Hi, Community!
I have quite a big number of proxies under my support.
Management would like to collect analytics data
(app names, user names, dates-times & so on)
from all of the proxies & export data to BigQuery.
Exported data is going to be consumed &
processed by some Machine Learning.
Given:
My question is, what are the best practices for the "Data Collectors" & "DataCapture" policy?
Specifically, from the documentation & my tiny Proof Of Concept, it seems to me that
at first look,
Apigee Hybrid captures data, e.g. emails from all the many proxies
into the single "dc_req_email" resulting that all the emails from all proxies being stored mixed,
"Many proxies - to One data collector (emails)".

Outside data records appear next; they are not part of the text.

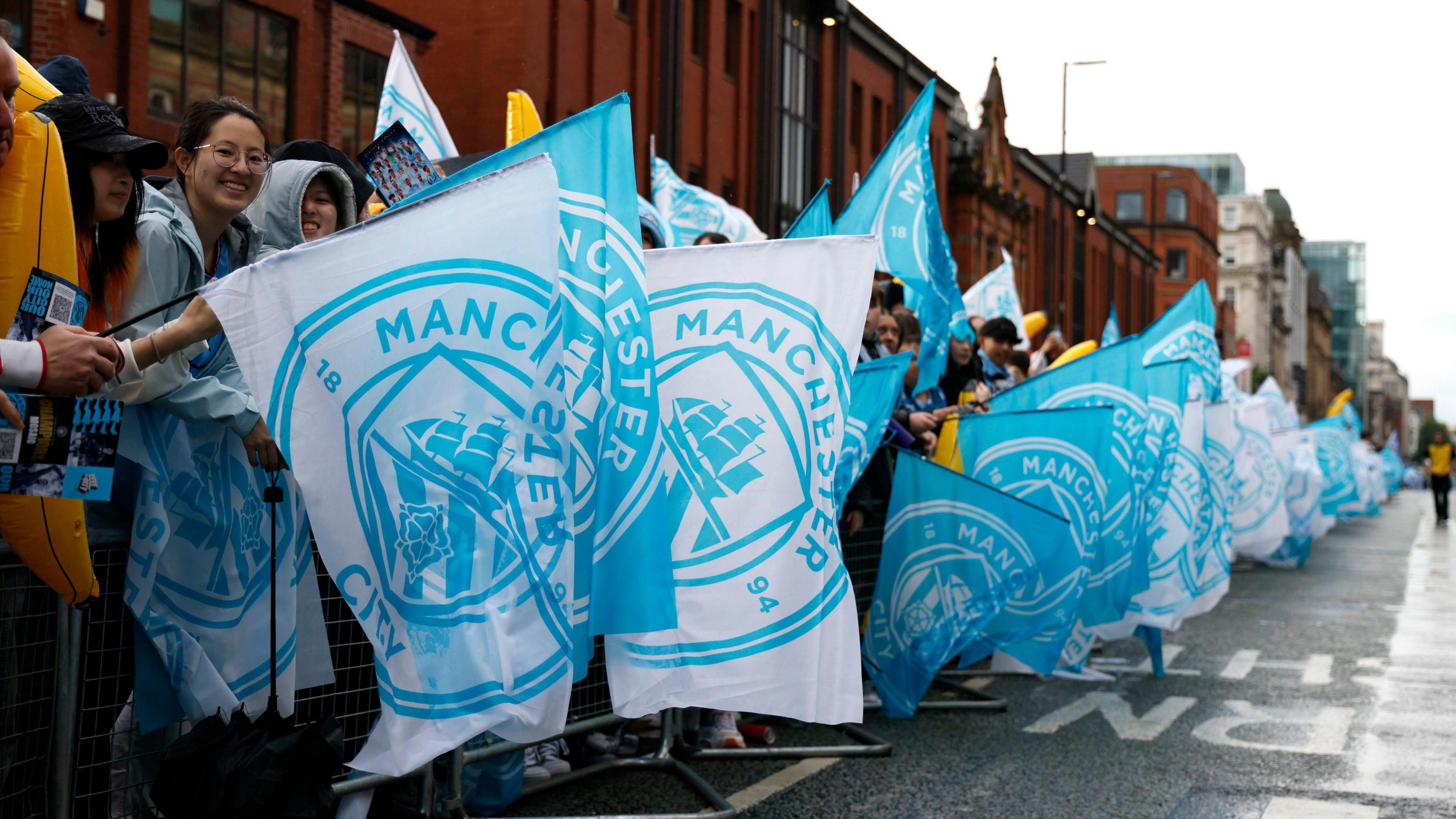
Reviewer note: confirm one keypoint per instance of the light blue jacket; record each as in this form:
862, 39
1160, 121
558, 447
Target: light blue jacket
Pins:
171, 263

However, in the DataCapture policy | Apigee X | Google Cloud there is a note:
I am hoping that maybe @dknezic @dchiesa1 @shirishv @markjkelly @kurtkanaskie has some advice.
Many dimensions and metrics are already captured in analytics by default, and this also includes the ones you're referring to. You can refer to the list here
The data capture policy can be used to supplement this list with your own additional analytics custom dimensions. As mentioned, you'll want to have only a single data capture policy in your API proxy if you end up needing to use it.
The built in analytics collects aggregate data based on the metrics and dimensions, but not message content (e.g. headers, request body content), so you would need to use the Data Capture policy for those fields. You can place multiple Capture elements in that policy.
For example:
<DataCapture name="DC-custom" continueOnError="false" enabled="true">
<IgnoreUnresolvedVariables>true</IgnoreUnresolvedVariables>
<Capture>
<Collect ref="flow.username" default="0"/>
<DataCollector>dc_req_username</DataCollector>
</Capture>
<Capture>
<Collect ref="flow.useremail" default="0"/>
<DataCollector>dc_req_email</DataCollector>
</Capture>
</DataCapture>
Since you've looked at Data Capture you may have seen Exporting data from Analytics which describes how you can export data to Big Query. This will include your custom data.